This post contains spoilers.
“Antigone in front of the dead Polynices” by Nikiforos Lytras, 1865.
Antigone is a short play, first performed circa 450 BCE, that deals with open-ended questions around the power of the state, divine law versus moral law, and civil disobedience. There are obviously a lot of fun parallels to modern-day politics to be drawn out of Antigone, but I found myself spending most of my time thinking about the characters.
To briefly recap the plot:
- In a war repulsing the enemy from Thebes, two brothers have died, fighting on opposing sides of the war. The new king (Creon) orders that the traitor is not to be given burial rites as a punishment and a warning against disloyalty.
- Antigone, who is Polynices’ sister, secretly buries the man.
- Seeking to uphold the laws of the city, Creon sentences Antigone to death for disobeying the order not to bury the traitor. After her death, Creon’s son, who was engaged to Antigone, kills himself. Upon hearing that her son has killed himself, Creon’s wife also kills herself.
Creon, then, has lost everyone in his blind reverence of the laws of man.
(I was reminded of the quote from Douglas Adams — to paraphrase, but the people who want to be rulers are perhaps those least suited to it.)
The big question Antigone asks is, well, where is justice? Is Antigone, the character, in the right, for giving the man a proper burial? Is Creon right, in a sort of sense that the laws of the state must be given respect? Creon maintains a loyalty in the rules of man until his last scene, when he has lost his wife and son. A paragon of the law he may be, but pays for this loyalty as a father.
Antigone’s rough order of priority, in terms of her loyalty, seems to be “the gods,” “family,” and “the state,” in roughly that order. Creon’s priorities, like any good literary foil, are precisely inverted.
The play was staged at least twice during World War Two; LitCharts describes as being stage in such a way where “the audience was able to identify Antigone with the French Resistance fighters and Creon with the occupying forces.”
Such a staging suggests that people have long used Antigone to ask these sorts of questions of their own lives and milieus. A 2017 book (which I’ve not read) transposes these issues onto the British Muslim community.
I can’t help but read something like Antigone through the lens of Bowling Alone and the decline of both religious and secular gathering spots for people.

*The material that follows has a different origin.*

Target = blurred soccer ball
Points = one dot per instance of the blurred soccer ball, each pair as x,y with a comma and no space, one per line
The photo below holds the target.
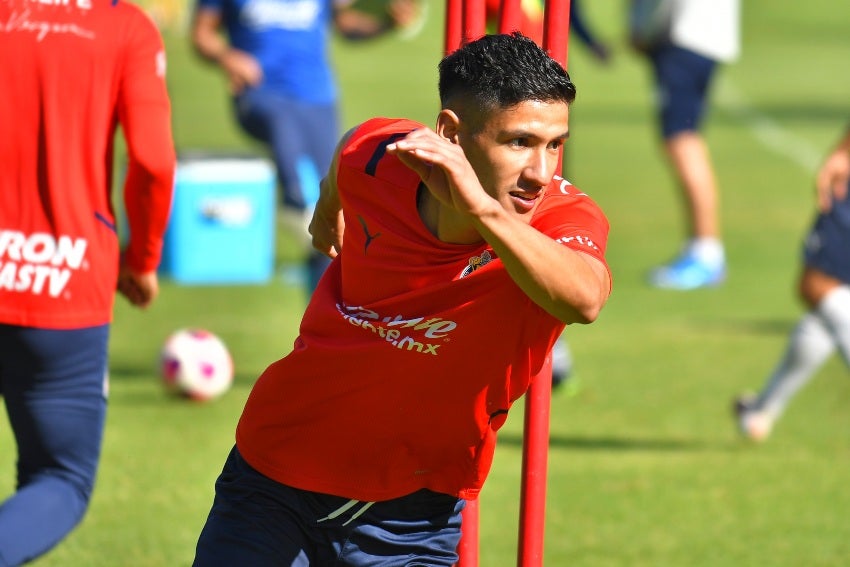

Maybe this is because I’m living in San Francisco, but Antigone’s reverence and her certainty in that reverence reads as very alien to me.
Whatever religiosity itself is doing in America these days (and it seems to be doing some strange things, see the rise of the religiously unaffiliated and the decline in church attendance numbers), it’s interesting to think who (or what community) would play Antigone in America in 2021. (In fact, I posted it as a discussion topic.) I’m not convinced that it would necessarily be a religious community. In a secular world, whence do we get morality as separate from state law?
Ultimately, Antigone is a way of putting these two ideas (divine law versus state law) in tension with each other: a way of asking ourselves “What would I do, if I were in this scenario?”
A second thing that came up in one of my discussions on Antigone was this idea of certainty. I referenced Antigone’s religiosity above, and the religiously-inspired moral certainty that she feels is striking. Equally strong is Creon’s strong belief in state law. I’m purposely avoiding passing judgement on just how certain they both are, but hey, I live in San Francisco: “Epistemological humility” is a phrase people use unironically here. The extent to which both characters are entrenched in their beliefs is ultimately both of their downfalls. As characters, their roles are to inhabit opposite ends of this spectrum. Creon literally says, “Whoever shows by word and deed that he is on the side of the State,—he shall have my respect while he is living, and my reverence when he is dead.” That word, reverence, is telling.
One final thought: if the characters are larger than life in this way, why name the play Antigone and not Creon? I suspect there are reasons for this that have to do with the other two plays of the Oedipus Cycle (which I haven’t read). But it seems to me like you could make a convincing argument that Creon is the central character. I suspect, with zero evidence, that Sophocles wants us to think that he is not presenting this argument dispassionately, and we are supposed to side with Antigone.